Access bank with 62.1% LDR in 2019 reported 50.7% in 2020, a decrease of 11.4% while GTCO’s LDR closed 2020 at 43.2% compared to 60.62 % reported in 2019.
For its part, FBN Holdings Plc declared an LDR of 46.8% in 2020 compared to 48% in 2019.
Commenting, Highcap Securities Limited Vice Chairman David Adnori said CBN’s application for 65% of LDR is a difficult task, stating that âloans are made to borrowers in accordance with the loan canonâ.
He added: âEach bank has the particularity of lending to the real sector in terms of existing exposure to the client; how do these funds behave? In addition, the type of deposit they have available to extend loans to the real sector. Lending to the real sector is not something that can be regulated.
An analyst at PAC Holdings, Mr. Wole Adeyeye denounced the cautious level 1 banks regarding lending to the real sector in the context of the reduction in non-performing loans (NPL).
According to him, “most of these level 1 banks are cautious with the level of their non-performing loans and this is the reason why they have NPLs below 5%, which corresponds to the regulatory requirements of the CBN”.
The CBN had recently stressed that failure to meet the target would continue to attract additional reserve requirement drawdowns equal to 50 percent of the target LDR’s loan deficit.

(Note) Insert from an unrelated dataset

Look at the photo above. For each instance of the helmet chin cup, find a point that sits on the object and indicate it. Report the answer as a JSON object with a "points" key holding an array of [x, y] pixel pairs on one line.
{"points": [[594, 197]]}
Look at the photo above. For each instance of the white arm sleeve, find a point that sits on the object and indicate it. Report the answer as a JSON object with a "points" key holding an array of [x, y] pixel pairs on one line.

âThe CBN has noticed a remarkable increase in the size of gross credit deposit banks (DMBs) to customers. As a result, the CBN decided to maintain the minimum LDR of 65 percent in the interim. All DMBs are required to maintain this level and are further advised that average daily figures should be applied to assess compliance in the future.
âThe incentive that assigns a weight of 150% with respect to loans to SMEs, personal loans, mortgages and consumer loans will continue to apply, while failure to meet the target will continue to result in a drawdown of additional liquidity reserves of 50%. of the target LDR credit deficit by March 31, 2020.

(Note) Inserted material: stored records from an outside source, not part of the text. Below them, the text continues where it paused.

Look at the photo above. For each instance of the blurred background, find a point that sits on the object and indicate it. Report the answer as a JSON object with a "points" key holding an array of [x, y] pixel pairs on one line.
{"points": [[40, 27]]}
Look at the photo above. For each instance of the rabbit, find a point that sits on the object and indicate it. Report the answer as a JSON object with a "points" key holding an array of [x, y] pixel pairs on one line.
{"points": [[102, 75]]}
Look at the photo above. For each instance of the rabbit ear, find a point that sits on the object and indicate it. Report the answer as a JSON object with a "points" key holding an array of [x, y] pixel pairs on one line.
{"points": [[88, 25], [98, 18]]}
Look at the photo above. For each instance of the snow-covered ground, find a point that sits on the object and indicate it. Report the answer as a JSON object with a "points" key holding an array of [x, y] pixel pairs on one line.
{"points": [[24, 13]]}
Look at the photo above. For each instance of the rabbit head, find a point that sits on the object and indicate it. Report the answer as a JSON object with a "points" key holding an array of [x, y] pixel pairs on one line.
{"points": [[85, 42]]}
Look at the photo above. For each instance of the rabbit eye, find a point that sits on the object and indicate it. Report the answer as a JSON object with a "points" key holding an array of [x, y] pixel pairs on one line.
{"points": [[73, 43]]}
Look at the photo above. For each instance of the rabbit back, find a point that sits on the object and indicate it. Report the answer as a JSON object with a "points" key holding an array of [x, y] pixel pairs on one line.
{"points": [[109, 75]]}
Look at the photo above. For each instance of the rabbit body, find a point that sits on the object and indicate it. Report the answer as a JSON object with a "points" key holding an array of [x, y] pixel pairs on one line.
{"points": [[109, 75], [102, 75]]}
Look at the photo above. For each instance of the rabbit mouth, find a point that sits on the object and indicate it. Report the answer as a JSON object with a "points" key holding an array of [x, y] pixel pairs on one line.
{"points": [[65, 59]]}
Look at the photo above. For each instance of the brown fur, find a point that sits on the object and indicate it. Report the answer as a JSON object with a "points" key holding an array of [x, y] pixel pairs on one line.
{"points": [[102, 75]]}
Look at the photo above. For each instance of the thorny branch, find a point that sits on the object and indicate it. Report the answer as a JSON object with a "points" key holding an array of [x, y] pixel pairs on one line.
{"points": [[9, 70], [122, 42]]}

âDMBs (Deposit Money Banks) are further encouraged to maintain sound risk management practices in their lending operations. The CBN will continue to monitor compliance, review market developments and make other changes to the LDR as it deems appropriate, âhe said.
Also commenting, Enterprise Stockbrokers CEO Mr. Rotimi Fakeyejo explained that because the economy is in crisis, there are no good loans looking for funding.
According to him: âSo if the banks are to lend, they have to lend to certain blue chip consumers. Banks need to determine if they have enough demand to meet this threshold. “
He also noted that banks have a large portion of their funds stored at the central bank as a cash reserve ratio (CRR), which puts a lot of pressure on them in terms of lending.
âBanks need to strike a balance between liquidity and deposit-to-loan ratios. These factors must be taken into account before meeting this requirement, âhe added.
CBN Governor Godwin Emefiele at the last Monetary Policy Committee (MPC) in September said the MPC noted an improvement in lending to the real sector following the introduction of the LDR in 2019. According to him: âGross credit to industry increased from N6 0.63 trillion from N15.57 trillion at the end of May 2019 to N22.20 trillion at the end of July 2021. Credit growth has been largely recorded in the manufacturing, petroleum and oil sectors. gas and agricultural.